So, despite all the turmoil and delay of the year since Brexit, it is clear that, for some at least, market conditions have been relatively benign. Rick Willmott, group chief executive of £1.2bn-turnover family firm Willmott Dixon, says his company, which nearly tripled its margin in the last year, has benefited both from its position on frameworks and tighter management of risk. He says: “As a construction sector we haven’t really seen a slowdown in capital projects that we might have expected, and we’ve set a very clear strategic instruction not to bid on anything that doesn’t give us a margin.”
But for many others market conditions, particularly since the Brexit vote and the slowdown in the London housing market, are not seen as so positive. A slight cooling off in demand has meant the clear whip hand held by contractors in negotiations with clients over the last couple of years has in many cases disappeared. Andy Steele, chief executive at £342m-turnover London and South-east contractor Osborne, says: “Life carried on after the referendum, but it noticeably slowed, and took longer to get projects over the line. And some people have started to say now is the opportunity to turn the tables back on the contractors. But overall it’s in limbo – it’s neither a bear nor a bull market.”
One example of how this subtle weakening has affected contractors’ day-to-day business is in procurement. Whereas the rising construction market of the past three years saw a proliferation of two-stage tendering, with clients needing to reassure contractors a job was theirs before being able to get detailed engagement, Steele says the last few months have seen a suggestion of a return to single-stage tendering. “Suddenly single stage is a question again, which could put us in a dangerous place as an industry,” he says, citing the proliferation of below-cost bids on single-stage jobs during the recession.
Uncertainty is the big issue, politically and economically. clients are very uncertain about the future
Steve Beechey, Wates
However, Julian Daniel, managing director at construction management firm Blue Sky Building, says the reality is that it shows a market levelling out, with a resurgence, too, in construction management when appropriate. “Where in the recession most of what you got for a few years was single stage, and for the last two years all you’ve had is two-stage, now there’s a market for each – single stage tendering, two-stage tendering and construction management where it makes sense,” he says, saying the experience of rising prices in the last two years has left a lot of clients “very negative” about two-stage procurement.

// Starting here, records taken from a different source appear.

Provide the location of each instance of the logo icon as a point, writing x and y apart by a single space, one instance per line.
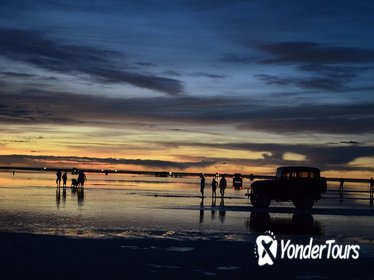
266 248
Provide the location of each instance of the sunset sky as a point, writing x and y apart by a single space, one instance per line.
189 85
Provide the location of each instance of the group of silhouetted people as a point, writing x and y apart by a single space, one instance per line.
78 182
222 186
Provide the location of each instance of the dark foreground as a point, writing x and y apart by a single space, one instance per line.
27 256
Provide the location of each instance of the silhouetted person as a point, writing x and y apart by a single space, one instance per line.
214 187
222 186
213 211
202 185
58 178
64 179
81 178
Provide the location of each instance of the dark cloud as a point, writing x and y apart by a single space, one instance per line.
326 157
37 106
320 67
35 48
207 75
313 53
55 161
320 76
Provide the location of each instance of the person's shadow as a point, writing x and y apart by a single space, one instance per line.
213 210
58 197
300 223
80 194
222 210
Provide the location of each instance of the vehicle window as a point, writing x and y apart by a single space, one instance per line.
304 174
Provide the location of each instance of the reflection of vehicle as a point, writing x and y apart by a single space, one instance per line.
74 171
301 185
237 181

It might be tempting to see this overall “levelling” in the market as a welcome respite from the soaring price rises of the last two years and the spiralling declines before that. But it shouldn’t be mistaken for stability: uncertainty about the future and potential volatility is great as it’s ever been. It’s more that big negatives risks – Brexit, labour shortages, potential interest rate rises, materials prices – seem temporarily balanced out by positive indications on infrastructure investment and underlying commercial and residential demand. Steve Beechey, group strategy director at contractor Wates, says: “Uncertainty is the big issue, politically and economically. Clients are very uncertain about the future, it’s very hard to know what’s going to happen in policy direction too. It’s making it a very difficult time for contractors.”

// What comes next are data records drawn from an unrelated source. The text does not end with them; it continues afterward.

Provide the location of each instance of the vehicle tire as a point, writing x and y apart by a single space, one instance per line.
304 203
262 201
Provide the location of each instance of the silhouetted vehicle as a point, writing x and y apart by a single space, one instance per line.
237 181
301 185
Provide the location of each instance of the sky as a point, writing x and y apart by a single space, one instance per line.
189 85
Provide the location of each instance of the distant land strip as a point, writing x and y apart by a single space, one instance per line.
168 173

2016 was another year of rude financial health for the nation’s biggest housebuilders – however much the UK falls short of providing enough actual homes for its people to live in – albeit not quite reaching the highs of 2015. The top 30 biggest firms pulled in £23.4bn in housebuilding revenue, a marginal uptick on the £23.3bn the previous year, and generated £4.2bn in pre-tax profit, a margin on overall turnover of 12%, down from 14.4% in 2015. This small reduction reflects a year in which the market has cooled off in the highest value areas alongside strong demand elsewhere.
Despite the well-publicised travails of Bovis Homes – which nevertheless still reported a £154m 2016 profit – larger housebuilders are performing better than their medium-sized peers, with the top 10 builders reporting a whopping 16.5% average margin. Cenkos’ Cammack says: “They’re very strong, and massively different to the picture at the peak of the last cycle. Very few are carrying significant levels of debt, and, with the exception of Bovis, every listed builder has improved margins and returns.” Cammack says this leaves them in a good place to face three oncoming challenges: increasing labour shortages, possible increases in interest rates, and the potential reduction in government support.

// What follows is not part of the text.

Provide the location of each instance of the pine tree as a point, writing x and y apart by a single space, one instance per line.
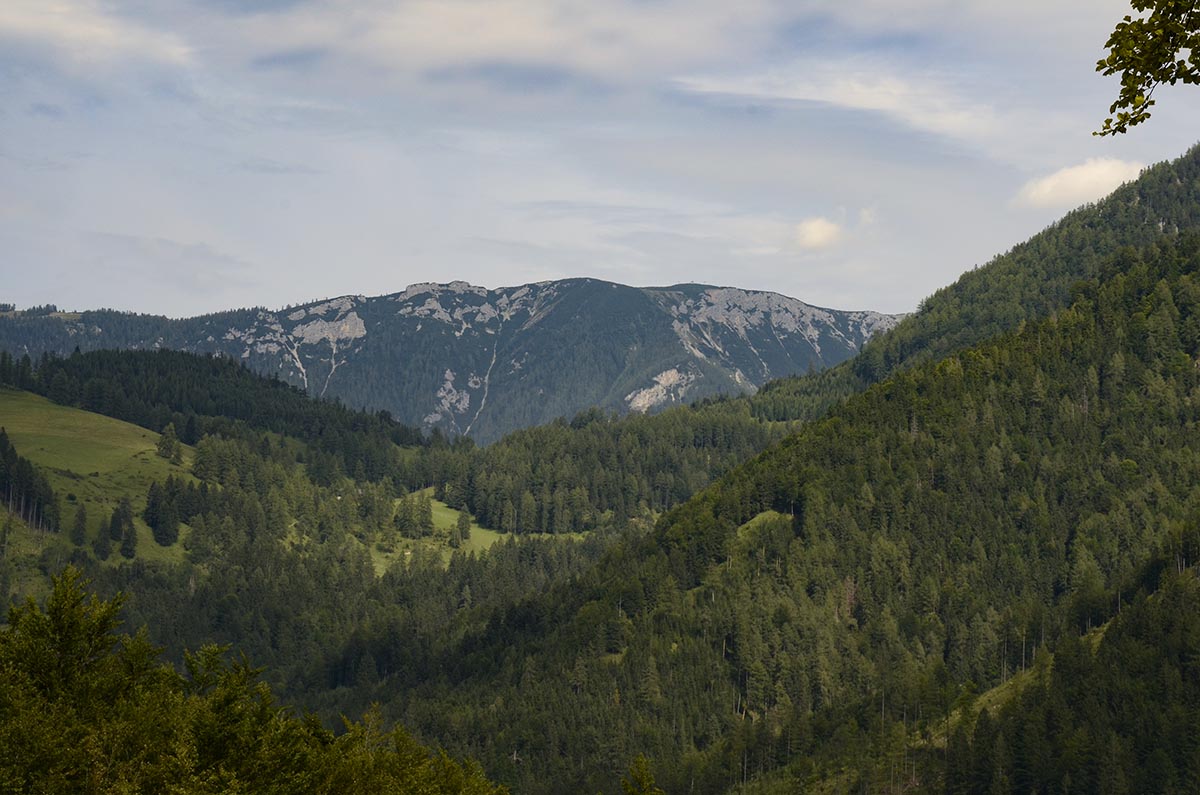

Nothing exemplifies the potential risks in the current contracting market as much as £5.2bn-turnover Carillion, which earlier this month announced it was writing down £845m against underperforming contracts, of which £375m related to the UK, sparking a 70% collapse in its share price in the week of the announcement. Kevin Cammack, analyst at Cenkos, estimates its financial difficulties could see it having to halve the size of its construction business in the next two years.
While few firms, with the exception of Balfour Beatty, have the same scale of overseas business as Carillion, domestically many will have suffered similar pressures. Cammack says: “The Carillion news tells you that those firms that were doing fixed-price work when the market was recovering in 2014/15 have been increasingly exposed by cost inflation in the supply chain which has been catching them out.”
Cammack believes that increasingly ruthless claims management by clients has left contractors that have indicated they are exiting or reducing workload in a sector finding it very hard to get paid. “The client is often so commercial that when they can see the weakness of your hand, getting paid is very difficult,” he says.
It’s like a tough away game. You have to put in a gutsy performance and not mind if it’s a bit messy – but you’re pleased to come away with 1-0
Andy Steele, Osborne
Carillion’s experience also demonstrates the perils of chasing turnover by acquisition, Cammack says – with Carillion spending hundreds of millions of pounds over the last 15 years buying businesses such as Mowlem, Alfred McAlpine and Eaga, contributing to its now problematic debt mountain. Kier, for example, has concluded three years of rapid growth with a £15m loss. While not all currently fast-growing contractors have got there through acquisition, targeting turnover growth can lead to a loss of focus on maintaining margins. Osborne’s Steele says the combination of businesses on a targeted growth path with the current market “could be a very very dangerous moment. It becomes quite a risky time,” though he adds he doesn’t see any rivals “buying” work at very low prices yet.
Willmott Dixon’s Willmott, whose firm saw turnover fall back in 2016, agrees there are big risks to growing too quickly. “When we’ve grown fast in the past, it’s almost impossible to tell if the people you’re recruiting are good people for at least a year. And if they’re starting on new contracts, you haven’t got a cat in hell’s chance of knowing how that’s performing. Growth through acquisition is even more risky,” he says.
One business that has been on a rapid growth trajectory is Mace, which came close to hitting its £2bn 2020 turnover target three years early in 2016. While its construction chief operating officer Gareth Lewis utterly rejects the idea it has been chasing turnover, its 2016 year-end results did see its first fall in pre-tax profit in its 26-year history – falling from £36.2m in last year’s results to £10.7m this year – and he says the firm has since evolved its approach. “The question is now how do we get margin improvement. Now we’re able to be a little more selective, and we’re much more cautious on high-risk projects,” he says. This changing approach has seen the firm introduce monthly “gateway reviews” on major projects, and reduce its exposure to high-rise residential work.
But overall, says Lewis, the market is positive and the firm now has its largest ever pipeline of work, at £6bn – clearly for some, life is still good. The key for most contractors in this curate’s egg of a market is staying confident enough to avoid taking on projects which will be their problem jobs two years down the line. Osborne’s Steele says: “It’s a strange market. Using a football analogy it’s like a tough away game. You have to put in a gutsy performance and not mind if it’s a bit messy – but you’re pleased to come away with 1-0.” Right now, many contractors would be happy enough with that.